Pushing the power button isn't exactly what you want to default to every time you turn off a computer. Granted, one press should make the machine shut down normally or semi-normally, but it's still bad practice.
That's what the power button does, is send a Shutdown command to the OS (or what you program the PC to do). It has been this way since for more than 10 years.
Might inquire as to why? I've been hearing tbis since Win95 and I don't ever recall finding out why.
Windows 95/98 was the last real OS that needed a graceful shutdown. It had to do with how the Swap Files and Virtual Memory were accessed and used in that OS. Once the NT Kernel became the standard, the only reason now to shutdown the OS are the programs that you have on the machine that are running.
I have been doing a hard power shutdown on my work laptop for the past 5 years. My company has so much crap loaded on it that it takes 5 minutes to power off normally, but only 10 seconds if I mash the power button. I hard reset my desktop all the time but that is usually due to a game locking up on me as I leave my PC on 24/7.

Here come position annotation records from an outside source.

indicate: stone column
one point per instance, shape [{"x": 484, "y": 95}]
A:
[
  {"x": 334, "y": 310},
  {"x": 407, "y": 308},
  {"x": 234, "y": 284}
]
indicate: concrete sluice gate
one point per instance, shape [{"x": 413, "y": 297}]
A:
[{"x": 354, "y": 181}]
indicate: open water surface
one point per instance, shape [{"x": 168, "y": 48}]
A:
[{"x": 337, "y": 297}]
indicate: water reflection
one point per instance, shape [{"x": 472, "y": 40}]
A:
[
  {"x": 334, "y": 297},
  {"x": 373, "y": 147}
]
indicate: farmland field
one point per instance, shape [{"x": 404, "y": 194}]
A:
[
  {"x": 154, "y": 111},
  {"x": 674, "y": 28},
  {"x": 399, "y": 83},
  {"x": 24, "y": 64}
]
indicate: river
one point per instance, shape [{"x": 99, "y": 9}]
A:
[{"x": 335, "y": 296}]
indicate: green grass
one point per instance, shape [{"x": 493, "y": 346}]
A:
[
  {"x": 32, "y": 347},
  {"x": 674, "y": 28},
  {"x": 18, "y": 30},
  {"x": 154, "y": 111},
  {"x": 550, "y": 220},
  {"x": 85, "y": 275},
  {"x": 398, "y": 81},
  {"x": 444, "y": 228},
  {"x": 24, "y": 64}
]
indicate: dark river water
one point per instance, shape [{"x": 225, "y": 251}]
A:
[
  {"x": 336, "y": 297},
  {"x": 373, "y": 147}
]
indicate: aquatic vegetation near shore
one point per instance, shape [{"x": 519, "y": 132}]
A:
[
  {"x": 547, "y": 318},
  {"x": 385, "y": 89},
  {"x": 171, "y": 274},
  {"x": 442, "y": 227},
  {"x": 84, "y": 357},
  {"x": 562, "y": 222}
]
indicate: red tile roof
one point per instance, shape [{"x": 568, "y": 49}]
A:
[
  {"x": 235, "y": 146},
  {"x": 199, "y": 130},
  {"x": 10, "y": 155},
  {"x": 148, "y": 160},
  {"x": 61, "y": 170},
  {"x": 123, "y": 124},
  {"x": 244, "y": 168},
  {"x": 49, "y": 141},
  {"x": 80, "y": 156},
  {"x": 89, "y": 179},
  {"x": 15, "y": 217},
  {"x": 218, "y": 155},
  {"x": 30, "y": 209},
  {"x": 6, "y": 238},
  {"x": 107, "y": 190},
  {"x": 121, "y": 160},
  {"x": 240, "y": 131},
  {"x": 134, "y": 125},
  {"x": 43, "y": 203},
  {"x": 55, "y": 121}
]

The only time doing a hard shutdown can really mess up your OS is if you were to hard shut it down while it is shutting itself down during the part where it resolves the working registry with the stored copy of the registry. Even that just takes a boot into Safe mode, then a reboot to last known good condition to fix that.
Of course, none of this applies to a Server. Those always have to gracefully shutdown. Especially if they are running Unix/Linux. Again, this is not so much for the OS, but the programs and data on the sever. This is because of the Data Arrays that Servers usually work with, if those are not "put away" properly, data corruption can ensue.